A pensarci bene, il paradosso è di quelli grossi. I cardini del programma di governo che Silvio Berlusconi tentò di applicare, senza riuscirci, ora sono diventati gli obiettivi principali dell’esecutivo di Matteo Renzi. L’elenco è sostanzioso, ma basterà fare un paio di esempi. Si parte dal pacchetto giustizia che il premier, per dire il vero, sostiene con qualche fatica: esso prevede, tra l’altro, un giro di vite sulle intercettazioni (il guardasigilli Andrea Orlando preferisce definirle come «norme sulla privacy», e non ha torto) e l’introduzione della responsabilità civile per i giudici. Siamo in attesa di verificare se i giornali che per mesi si scagliarono a colpi di post-it gialli contro il «decreto bavaglio» targato Berlusconi faranno altrettanto con il pacchetto Orlando.

Si prosegue poi con il braccio di ferro in Europa. Il Cavaliere aveva tentato in ogni modo di derogare al patto di stabilità, di ottenere rinvii per il pareggio di bilancio e di scorporare dal calcolo del deficit le spese per investimenti in grandi opere: tutte cose in cui ora è impegnatissimo Renzi, peraltro con gli stessi risultati del leader del centrodestra, cioè zero. Aggiungiamo che Berlusconi rimane l’interlocutore privilegiato del premier per la partita delle riforme, nonostante gli spintoni di Grillo che cerca di accreditarsi come sponda più autorevole e affidabile mostrando di abbandonare l’imprevedibilità che finora ha caratterizzato il Movimento 5 Stelle.

Insomma, per Forza Italia potrebbe essere un periodo di bonaccia, di navigazione relativamente tranquilla. E invece le divisioni interne si accentuano sempre più. Invano Berlusconi invita all’unità, un’esortazione che è rivolta non soltanto a quanti hanno lasciato il partito (alfaniani e popolari) e agli alleati di un tempo (Udc e Lega Nord), ma soprattutto all’interno. I pasdaran come Augusto Minzolini insistono a volere ancora un Senato eletto direttamente dal popolo e non indirettamente dagli amministratori locali, posizione che ha un certo seguito negli azzurri ma che è stata accantonata dal patto del Nazareno. Frange crescenti di Forza Italia, magari anche per regolare conti interni, sono tentate di seguire l’onda giustizialista e abbandonare il garantismo che è sempre stato una caratteristica del centrodestra italiano.

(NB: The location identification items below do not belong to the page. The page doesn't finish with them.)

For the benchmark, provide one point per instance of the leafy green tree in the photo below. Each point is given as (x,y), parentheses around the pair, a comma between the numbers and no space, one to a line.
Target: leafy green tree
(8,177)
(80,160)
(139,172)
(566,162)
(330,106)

Resta inoltre il nodo di Fitto, il cui malessere non accenna a placarsi perché alla messe di preferenze europee non corrisponde un adeguato posizionamento all’interno del partito. Né arrivano segnali di tregua da Alfano e Casini, che non accennano a nessun movimento che possa preludere a nuove convergenze con Forza Italia. Ieri si è rivisto perfino Gianfranco Fini dopo un lungo silenzio che forse avrebbe fatto meglio a mantenere, visto che ha convocato a Roma un’assemblea «movimentista» per rilanciare un’iniziativa politica fuori dal Parlamento, e l’ha fatto riempiendo soltanto a metà una sala che poteva contenere 900 persone. 

Quei 400 erano tutti ex missini ed ex aderenti di Futuro e libertà che però hanno sottolineato di essere presenti soltanto per vicinanza a un vecchio amico.

Ex alleati a parte, Berlusconi definisce quelle interne «divisioni fisiologiche», tutto nella normalità. Ma forse è lui stesso ad alimentarle per tenere Matteo Renzi sulla corda. Conviene non lasciare troppo tranquillo il premier, meglio fargli soffrire i passaggi parlamentari sulle riforme. Magari per poter barattare qualche salvacondotto giudiziario ora che si avvicina pericolosamente l’appello del processo Ruby (sentenza di secondo grado il 18 luglio, ultima parola della Cassazione probabilmente entro fine anno).